Шла Дада, трясла какими-то листками.
— Это Белка! Она была у Женьки! Он стихи написал. Называется «Танки идут по Праге». Я только первые строчки прочитала — прямо в сердце… Нет, идемте в столовую, там светлее.
Все собрались вокруг стола, но села только Дада. Читала срывающимся голосом, смахивая слезы:
Танки идут по Праге
в закатной крови рассвета.
Танки идут по правде,
которая не газета.
Танки идут по соблазнам
жить не во власти штампов.
Танки идут по солдатам,
сидящим внутри этих танков.
Стихи были сильные. От двух последних строф у Марата перехватило дыхание. Строфы были такие:
Прежде чем я подохну,
как — мне не важно — прозван,
я обращаюсь к потомку
только с единственной просьбой.
Пусть надо мной — без рыданий
просто напишут, по правде:
«Русский писатель. Раздавлен
русскими танками в Праге».
Мелькнуло чувство, в такую минуту стыдное — зависть. Хорошо поэту — можно написать нечто историческое за пару часов. В прозе это не получится.
Все молчали.
— Сейчас сяду за машинку и перепечатаю под копирку, — вытирая нос платком, гнусаво сказала Дада. — Это должны прочитать все. В смысле, все наши. Дам по одному экземпляру. Сами потом размножите.

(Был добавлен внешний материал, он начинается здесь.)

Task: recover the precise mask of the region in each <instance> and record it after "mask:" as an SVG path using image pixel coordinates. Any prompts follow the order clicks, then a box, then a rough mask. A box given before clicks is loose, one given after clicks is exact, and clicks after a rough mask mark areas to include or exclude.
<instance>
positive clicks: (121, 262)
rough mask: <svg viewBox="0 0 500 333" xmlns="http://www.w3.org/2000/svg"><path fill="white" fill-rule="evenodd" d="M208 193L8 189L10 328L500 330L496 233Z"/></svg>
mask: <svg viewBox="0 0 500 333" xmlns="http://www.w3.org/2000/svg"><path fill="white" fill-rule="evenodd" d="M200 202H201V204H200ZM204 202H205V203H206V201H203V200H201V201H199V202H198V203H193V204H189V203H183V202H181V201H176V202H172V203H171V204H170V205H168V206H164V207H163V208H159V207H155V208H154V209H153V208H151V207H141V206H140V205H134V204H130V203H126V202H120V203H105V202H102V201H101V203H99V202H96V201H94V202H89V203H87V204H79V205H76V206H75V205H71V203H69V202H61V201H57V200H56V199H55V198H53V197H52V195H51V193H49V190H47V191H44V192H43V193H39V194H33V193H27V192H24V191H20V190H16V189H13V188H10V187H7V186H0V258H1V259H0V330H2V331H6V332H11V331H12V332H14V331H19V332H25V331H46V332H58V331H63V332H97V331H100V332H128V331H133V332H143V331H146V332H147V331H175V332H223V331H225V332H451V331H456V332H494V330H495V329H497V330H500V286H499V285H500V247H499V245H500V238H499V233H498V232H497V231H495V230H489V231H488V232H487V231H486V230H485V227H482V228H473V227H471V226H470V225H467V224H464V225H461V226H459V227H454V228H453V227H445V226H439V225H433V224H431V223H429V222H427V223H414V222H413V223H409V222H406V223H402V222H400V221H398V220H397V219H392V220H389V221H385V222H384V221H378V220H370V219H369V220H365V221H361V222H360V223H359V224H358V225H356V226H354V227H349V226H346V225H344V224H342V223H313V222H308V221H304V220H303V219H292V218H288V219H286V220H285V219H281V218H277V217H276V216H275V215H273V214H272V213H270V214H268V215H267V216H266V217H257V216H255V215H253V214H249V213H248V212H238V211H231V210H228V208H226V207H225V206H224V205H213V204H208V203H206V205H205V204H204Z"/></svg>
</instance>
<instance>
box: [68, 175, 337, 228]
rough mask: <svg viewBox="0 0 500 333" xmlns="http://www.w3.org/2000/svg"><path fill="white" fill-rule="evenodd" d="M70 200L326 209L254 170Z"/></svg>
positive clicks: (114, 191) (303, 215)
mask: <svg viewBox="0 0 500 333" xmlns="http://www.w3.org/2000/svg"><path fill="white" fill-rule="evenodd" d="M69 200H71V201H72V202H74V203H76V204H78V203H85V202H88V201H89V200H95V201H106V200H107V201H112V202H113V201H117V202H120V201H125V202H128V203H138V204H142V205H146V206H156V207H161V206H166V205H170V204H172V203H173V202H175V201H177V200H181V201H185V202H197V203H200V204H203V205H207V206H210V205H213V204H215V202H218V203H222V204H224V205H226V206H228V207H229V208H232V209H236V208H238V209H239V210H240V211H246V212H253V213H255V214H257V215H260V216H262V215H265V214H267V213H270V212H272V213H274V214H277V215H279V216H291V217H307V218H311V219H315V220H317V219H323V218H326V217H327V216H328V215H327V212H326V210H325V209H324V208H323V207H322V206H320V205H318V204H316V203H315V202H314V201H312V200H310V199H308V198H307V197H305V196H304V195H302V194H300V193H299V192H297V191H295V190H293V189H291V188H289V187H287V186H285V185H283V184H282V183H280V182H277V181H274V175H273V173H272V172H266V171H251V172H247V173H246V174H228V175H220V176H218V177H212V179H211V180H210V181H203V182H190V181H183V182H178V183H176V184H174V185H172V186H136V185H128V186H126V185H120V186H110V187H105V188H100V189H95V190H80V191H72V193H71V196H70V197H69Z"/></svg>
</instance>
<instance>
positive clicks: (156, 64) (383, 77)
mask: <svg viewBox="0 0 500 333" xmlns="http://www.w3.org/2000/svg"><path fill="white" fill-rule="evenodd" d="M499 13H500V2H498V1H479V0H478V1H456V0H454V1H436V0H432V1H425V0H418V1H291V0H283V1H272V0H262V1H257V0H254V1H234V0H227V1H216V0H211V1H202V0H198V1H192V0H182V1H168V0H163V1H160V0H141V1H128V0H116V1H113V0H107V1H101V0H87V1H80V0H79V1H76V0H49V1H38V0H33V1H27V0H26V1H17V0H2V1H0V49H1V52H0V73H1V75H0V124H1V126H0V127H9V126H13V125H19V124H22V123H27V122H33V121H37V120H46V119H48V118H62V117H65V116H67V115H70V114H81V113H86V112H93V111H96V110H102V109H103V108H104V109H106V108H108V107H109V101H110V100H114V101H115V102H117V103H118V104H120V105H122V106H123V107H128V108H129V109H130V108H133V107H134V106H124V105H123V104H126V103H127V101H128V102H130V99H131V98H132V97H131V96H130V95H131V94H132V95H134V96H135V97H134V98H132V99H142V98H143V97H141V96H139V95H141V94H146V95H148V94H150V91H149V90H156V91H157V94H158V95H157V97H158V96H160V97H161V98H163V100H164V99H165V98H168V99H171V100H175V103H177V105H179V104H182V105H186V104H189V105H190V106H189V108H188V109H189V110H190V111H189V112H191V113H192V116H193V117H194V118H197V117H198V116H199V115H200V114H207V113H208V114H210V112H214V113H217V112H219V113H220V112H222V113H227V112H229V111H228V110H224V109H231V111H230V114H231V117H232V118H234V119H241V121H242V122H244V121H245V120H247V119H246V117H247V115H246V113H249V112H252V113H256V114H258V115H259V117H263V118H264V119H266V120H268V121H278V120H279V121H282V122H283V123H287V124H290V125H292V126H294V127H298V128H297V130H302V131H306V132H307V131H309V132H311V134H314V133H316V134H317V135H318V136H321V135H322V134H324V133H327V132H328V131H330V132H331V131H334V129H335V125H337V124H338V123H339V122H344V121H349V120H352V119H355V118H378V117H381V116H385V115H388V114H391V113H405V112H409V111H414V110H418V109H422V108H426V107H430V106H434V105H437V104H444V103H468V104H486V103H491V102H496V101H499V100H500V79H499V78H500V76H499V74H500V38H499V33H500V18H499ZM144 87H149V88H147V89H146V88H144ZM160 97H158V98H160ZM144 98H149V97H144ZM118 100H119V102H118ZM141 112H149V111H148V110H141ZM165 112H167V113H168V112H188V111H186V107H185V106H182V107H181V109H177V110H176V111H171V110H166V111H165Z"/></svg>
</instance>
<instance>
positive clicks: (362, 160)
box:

— Женька гений, — сказал Возрожденский глухим голосом, и Марат подумал, что зависть поэта к поэту должна быть в тысячу раз сильней. — Мы все раздавлены собственными, русскими танками. Но эти стихи… Они по крайней мере спасают нашу честь. Мне не нужно экземпляр, я запомнил наизусть, каждую строчку. Я буду звонить всем и читать их вслух. Не написал сам, хоть репродуктором поработаю.
Гривас его обнял — совершенно непринятая в этом насмешливом кругу пафосность.
— Достойно, Джек. Вся наша недолгая, шумная буза началась с поэзии в Политехническом, поэзией и закончится. Поэт в России больше, чем поэт.